The PostgreSQL component can optionally be deployed with a PostgreSQL router.

The router consists of a high-availability (HA) setup of two servers with a virtual IP address (VIP).

This VIP is managed using Keepalived.

Requirements

On the PostgreSQL router setup, the following components are required for Keepalived to function properly:

  • The binary is rolled out using the (standard) Keepalived RPM (from Satellite).
  • The Keepalived configuration can be found in /etc/keepalived/keepalived.conf and is deployed and managed via Ansible.
  • The value for virtual_router_id should be unique per Keepalived cluster within a segment. This value is pseudo-randomly generated by Ansible.

Important:
Ensure that the router nodes are patched one at a time. After patching the first node, verify that it has fully recovered and the VIP is active before proceeding with the second node.

Use

Keepalived is configured in balanced mode in this setup.

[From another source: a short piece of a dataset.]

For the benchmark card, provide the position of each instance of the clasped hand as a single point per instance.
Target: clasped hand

This means both instances have the same priority, and no fallback is triggered when both nodes are available again.

Under normal circumstances, both nodes will be available and one of the nodes will have been connected to the VIP (it is undetermined which one).

Which VIP has been connected can be checked using the following command:


Node 1

me@gurus-ansible-server1 ~/g/ansible-postgres (tmp)> ssh gurus-pgsdb-server1.acme.corp.com
[me@gurus-pgsdb-server1 ~]$ ip a

1: lo: <LOOPBACK, UP, LOWER_UP> MTU 65536 qdisc noqueue state UNKNOWN group default qlen 1000
  link/loopback 00:00:00:00:00:00 brd 00:00:00:00:00:00
  inet 127.0.0.1/8 scope host lo
    valid_lft forever preferred_lft forever

2: ens192: <BROADCAST,MULTICAST,UP,LOWER_UP> mtu 1500 qdisc fq_codel state UP group default qlen 1000
  Link/Ethernet: 00:50:56:9d:54:47
  Broadcast (brd): ff:ff:ff:ff:ff:ff
  inet 10.0.4.*26/23 brd 10.0.4.455 scope global noprefixroute ens192
    valid_lft forever
    preferred_lft forever

[me@gurus-pgspr-server1 ~]$ logout
Connection to gurus-pgspr-server1.acme.corp.com closed.

Node 2

me@gurus-ansible-server1 ~/g/ansible-postgres (tmp) > ssh gurus-pgsdb-server2.acme.corp.com
[me@gurus-pgsdb-server2 ~\]$ ip a

1: lo: <LOOPBACK,UP,LOWER_UP> mtu 65536 qdisc noqueue state UNKNOWN group default qlen 1000
    link/loopback 00:00:00:00:00:00 brd 00:00:00:00:00:00
    inet 127.0.0.1/8 scope host lo
      valid_lft forever preferred_lft forever

2: ens192: <BROADCAST,MULTICAST,UP,LOWER_UP> mtu 1500 qdisc fq_codel state UP group default qlen 1000
    link/ether 00:50:56:9d:79:5e brd ff:ff:ff:ff:ff:ff
    inet 10.0.4.*27/23 brd 10.0.4.455 scope global noprefixroute ens192
      valid_lft forever preferred_lft forever
    inet 10.0.4.*28/23 scope global secondary ens192
      valid_lft forever preferred_lft forever

In this example, node 2 has the extra VIP connected (2 IP addresses: 10.0.4.27 and 10.0.4.28) while node 1 does not (1 IP address: 10.0.4.*26).

ToDo

Keepalived could be provided with a script that checks if HAProxy, PgRoute66, and potentially even PostgreSQL behind HAProxy are accessible.

This could perhaps further increase availability.

In practice, however, an issue has never occurred that could have been prevented by this.